Lots to say about our trip, but I can't say much until I've located the cable to download all the pix, without which I would actually have to write descriptions, making the blog posts much too long. Perhaps the cable is still on vacation.
Some notes:
-- Turin's Egyptology museum begins with an exhibit of a 6,000 year-old corpse buried with full kit for the afterlife. After food and shelter, it seems the first task of civilization is to make sense of death. We have nothing on the ancient Egyptians in this regard. They made thanatology into a glorious art.
-- At the Museum of Cinema in Turin it seems almost possible to dream with your eyes open. Riding the glass elevator to the top of the building is something to do once, but not more than that, and certainly not directly after eating. A restorative campari and soda is available in the cafe when it's over.
-- Did I mention campari and soda?
-- The Piedmontese know how to eat. The hazelnut may be its own food group. Snacks and an aperitif at 6 pm are de rigeur. Snacks are served buffet-style in many places and they are substantial enough to be a meal on their own.
-- The second-floor of the bookstore on the Piazza Vittorio Veneto is quiet, with places to sit, and it is stocked with interesting new titles, including a pamphlet-sized essay, for 3 euros, on the upheavals of 1968 by Erri Deluca which I now regret not buying. The proprietor selects music according to his mood; delightfully, in the middle of a downpour, he played a selection of rain-related songs (including, of course, "Singing in the Rain" and Jovanotti's Piove, which is surprisingly better than anything I've heard by this guy, who has always been a bit of joke between me and MJ, and not only us).
-- The bookstore-cafe is a marvelous thing. So, too, the high-end gelato and sorbet at GROM. The almond (mandorla) granita tasted just like frozen marzipan. Which is probably just what it was. In any case, it was delicious.
-- Don't eat at the Porto di Savona, no matter what the the New York Times says. Instead, take the via Giovanni Plana away from the Piazza Vittorio Veneto to Rubirosa. The pasta dish with frutti di mare -- mussels, clams, squid, shrimp -- was amazing. MJ got a gratis sample of a local favorite, vitello tonnato -- a very thin slice of veal smothered in a tuna-flavored mayonnaise-y sauce -- just because he expressed an interest in it.

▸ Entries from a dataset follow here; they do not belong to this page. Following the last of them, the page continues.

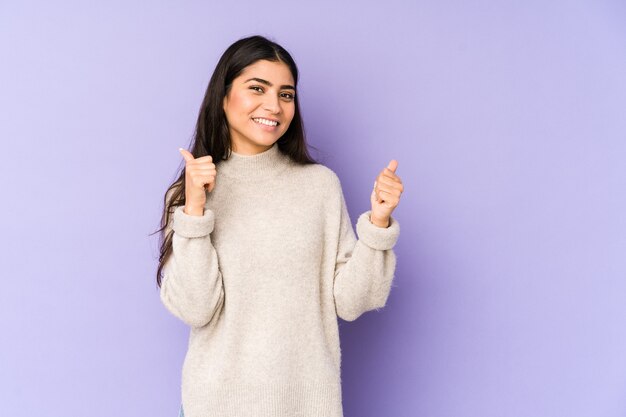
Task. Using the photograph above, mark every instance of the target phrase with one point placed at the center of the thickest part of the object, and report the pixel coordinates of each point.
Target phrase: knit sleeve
(364, 268)
(192, 287)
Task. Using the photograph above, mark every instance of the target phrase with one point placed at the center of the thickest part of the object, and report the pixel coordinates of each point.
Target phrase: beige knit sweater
(261, 278)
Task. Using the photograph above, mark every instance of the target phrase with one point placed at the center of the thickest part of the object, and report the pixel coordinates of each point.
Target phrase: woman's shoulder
(320, 173)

-- The overnight train to from Turin to Perpignan was a once-in-a-lifetime sort of thing. Like Sanrio Puroland in Tokyo, it was fun to do -- once. Perhaps twice, but only if you go all the way to Barcelona.
-- The train ride from Montpellier to Paris made me realize how poorly I have understood Van Gogh until now. His landscapes only seem whimsical. Those Dr. Seuss trees and golden haystacks are straight from real life.
-- The Mediterranean really is that blue.
-- While in Paris with children, if you discover a county fair in full swing in the Tuilieries, forget the Louvre. Take the euros you save on museum admission and spend them on tickets to ride the bumper cars and the ferris wheel. Cotton candy is barbe du papa. Expect to be tickled in the Haunted House. Remember, in the 18th century and before, you had to go all the way to the outskirts of town to have this much fun.
-- In Paris, if you find an enticing rare book in an out-of-the-way bookstore on the Rue des Archives but don't have the nerve to buy it, don't worry because it will be waiting for you in the exact same place on the shelf when you return a year later. I love Paris.